Any mental illness has many consequences on family life as well as family network system exerts influence on overcoming of respective illness. Your intellectual and publishing activity, Ms Kaye, confirmed this statement, through a practical and well-understanding accomplishment. According to current psychiatric recommendations, the treatment of mental disorders is based on simultaneous approach of medical and psycho-social interventions. The last one are mostly depend of sociogram of family bosom. Shortly, that mean that the integrity of family community plays a decisive role in arrangement of its member with mental disorder. Before all it should to educate the others members of family on nature of concrete mental disorder. Like others chronic somatic diseases, mental illness are curable, even their management is specific. In this direction, anti-stigma campaign is very important undertaking. Family systemic psychotherapy till now has shown efficasy, in successful recovery of mentally ill member. The main intention is to return the psych-social skills of psychiatric patients, by which, the same would be useful and acceptable member from itself family.
Hi Dr. Ferati - beautifully put! Yes, we absolutely need the combination of medical and psycho-social for effective treatment. I couldn't agree more.
Current theories suggest that a "second hit"- such as stress - can trigger mental illness symptoms. I believe that there is a "second hit" in recovery as well - a positive one. That "hit" is love, in the form of family ties, community, friendship. Without it, recovery can be especially difficult. With it, there is a much greater chance. And for that love to shine in the world of mental illness, education is vital.
Thanks for writing!
P.S I cant wait to purchase your book. Congratulations on your success. You helped give me the courage to follow through with my book.'Thank you.

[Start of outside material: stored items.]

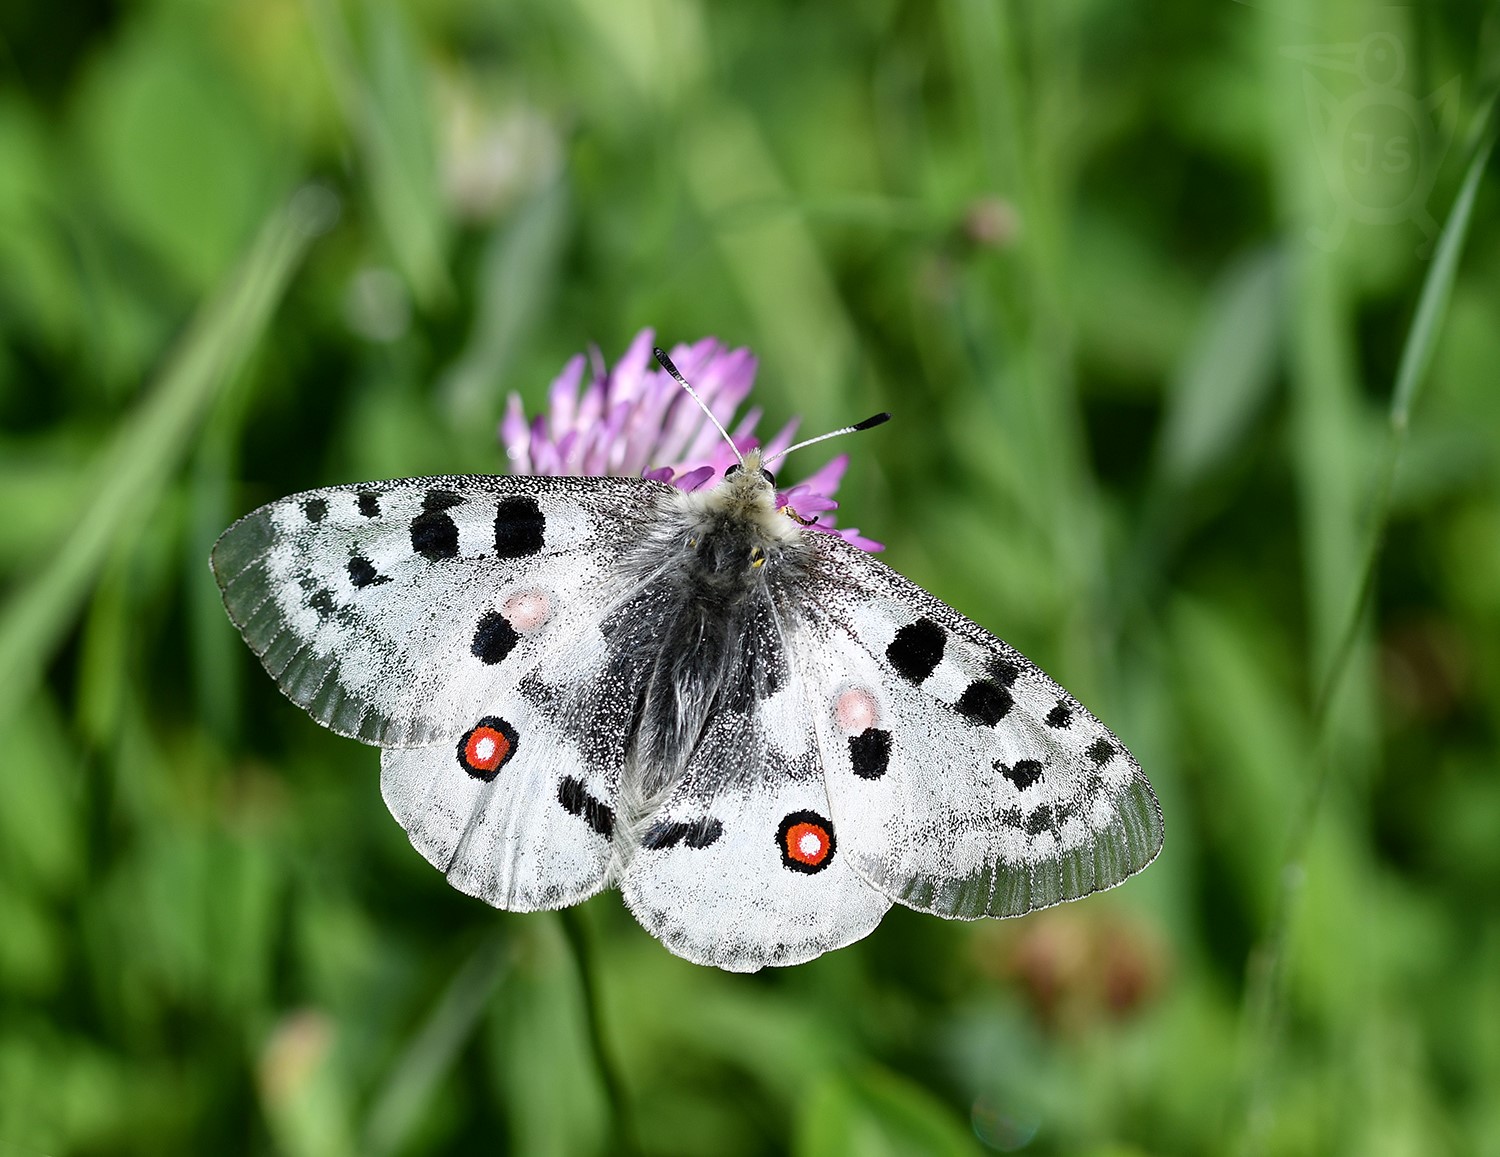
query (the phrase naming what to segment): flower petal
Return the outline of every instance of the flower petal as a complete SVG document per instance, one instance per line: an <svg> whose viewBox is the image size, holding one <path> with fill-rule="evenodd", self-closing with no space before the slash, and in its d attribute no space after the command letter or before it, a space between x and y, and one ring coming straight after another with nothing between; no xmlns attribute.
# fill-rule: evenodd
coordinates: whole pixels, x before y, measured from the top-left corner
<svg viewBox="0 0 1500 1157"><path fill-rule="evenodd" d="M684 474L679 474L673 480L672 485L677 487L678 490L698 490L715 473L717 471L712 466L699 466L696 470L689 470Z"/></svg>
<svg viewBox="0 0 1500 1157"><path fill-rule="evenodd" d="M512 474L531 473L531 430L526 425L526 411L521 395L511 394L505 404L505 419L500 423L500 444Z"/></svg>
<svg viewBox="0 0 1500 1157"><path fill-rule="evenodd" d="M840 454L837 458L825 463L821 469L808 478L804 478L799 486L805 486L817 494L832 495L839 488L839 483L844 480L844 472L849 469L849 455Z"/></svg>
<svg viewBox="0 0 1500 1157"><path fill-rule="evenodd" d="M731 432L731 446L703 408L653 364L654 339L652 330L641 330L613 369L597 347L591 347L588 358L570 358L548 390L547 412L529 425L520 398L512 394L499 431L512 472L641 477L690 491L722 477L740 455L761 445L755 435L759 407L735 417L755 381L754 354L729 349L713 337L672 347L673 362L692 382L703 405ZM790 446L797 425L793 419L782 427L765 445L765 455L776 456ZM822 533L862 550L880 550L879 543L857 530L832 525L838 508L833 495L848 465L848 455L839 455L811 477L778 492L777 505L790 507L804 519L818 518L815 529Z"/></svg>
<svg viewBox="0 0 1500 1157"><path fill-rule="evenodd" d="M578 412L578 385L583 381L584 359L574 354L563 366L562 373L552 380L547 391L547 413L552 437L561 438L573 428Z"/></svg>

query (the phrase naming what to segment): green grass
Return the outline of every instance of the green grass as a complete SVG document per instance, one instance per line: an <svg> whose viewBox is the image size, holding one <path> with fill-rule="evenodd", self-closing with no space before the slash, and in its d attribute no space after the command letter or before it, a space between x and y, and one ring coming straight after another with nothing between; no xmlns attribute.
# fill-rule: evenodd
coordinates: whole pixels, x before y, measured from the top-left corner
<svg viewBox="0 0 1500 1157"><path fill-rule="evenodd" d="M1343 0L0 17L0 1154L1500 1148L1497 38ZM1378 43L1386 88L1324 50ZM500 469L508 391L647 325L752 346L763 426L895 413L841 517L1130 744L1156 864L745 978L410 849L209 545Z"/></svg>

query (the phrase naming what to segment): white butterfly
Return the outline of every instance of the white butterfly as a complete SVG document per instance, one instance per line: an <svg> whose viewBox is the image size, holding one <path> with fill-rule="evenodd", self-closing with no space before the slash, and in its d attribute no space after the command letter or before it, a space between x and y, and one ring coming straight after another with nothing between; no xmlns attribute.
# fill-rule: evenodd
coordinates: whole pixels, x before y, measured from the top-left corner
<svg viewBox="0 0 1500 1157"><path fill-rule="evenodd" d="M412 843L498 908L615 886L673 952L754 971L858 940L893 902L1017 916L1161 848L1156 797L1103 724L778 510L758 452L692 493L308 491L235 523L212 565L281 689L383 749Z"/></svg>

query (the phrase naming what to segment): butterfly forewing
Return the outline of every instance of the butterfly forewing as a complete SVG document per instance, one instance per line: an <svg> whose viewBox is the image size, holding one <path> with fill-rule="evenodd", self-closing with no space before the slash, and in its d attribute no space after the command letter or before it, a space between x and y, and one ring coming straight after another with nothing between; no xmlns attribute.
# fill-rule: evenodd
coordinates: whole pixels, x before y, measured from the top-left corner
<svg viewBox="0 0 1500 1157"><path fill-rule="evenodd" d="M586 607L664 489L490 477L330 487L242 518L213 569L246 642L318 722L383 747L448 741L560 638L597 637Z"/></svg>
<svg viewBox="0 0 1500 1157"><path fill-rule="evenodd" d="M1015 916L1155 858L1161 811L1125 746L1000 639L868 555L822 540L796 635L850 862L909 907Z"/></svg>

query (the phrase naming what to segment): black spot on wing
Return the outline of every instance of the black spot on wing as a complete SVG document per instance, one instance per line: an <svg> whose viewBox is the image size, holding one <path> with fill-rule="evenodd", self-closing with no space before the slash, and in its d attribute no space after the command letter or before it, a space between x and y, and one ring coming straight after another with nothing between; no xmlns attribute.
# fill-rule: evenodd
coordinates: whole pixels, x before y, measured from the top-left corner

Thanks for commenting, Laurie. Wow - you've been through a lot. Hats off to you, and I look forward to seeing your book someday too!
Laurie - It sounds like you have quite a story to tell. I hope you do follow through with your book as well!
Hello, I am diagnosed with Schizoaffective Disorder and PTSD. I was first dianed with Chronic Depression, that was in 2006, then PTSD in 2007. By 2009 I was having mania, psychosis, depression and schizophrenic episodes and was diagnosed with Schizoaffective Disorder. The gradual downward spiral, I believe, was caused by society, doctors, counselors, and family and friends not understanding HOW to help me. I became alone except for my Twin sister who never gave up on me, and between the two us concord the most challenging time in my life. It's now 2011 and I am also writing a book on my illness and the STIGMA attached to it. Of which I still suffer at the hands of my Ex-Inlaws and Ex-husband who want me to be stay mentally ill so they can take away my children.
Thank you for this article. I love Healthy Place.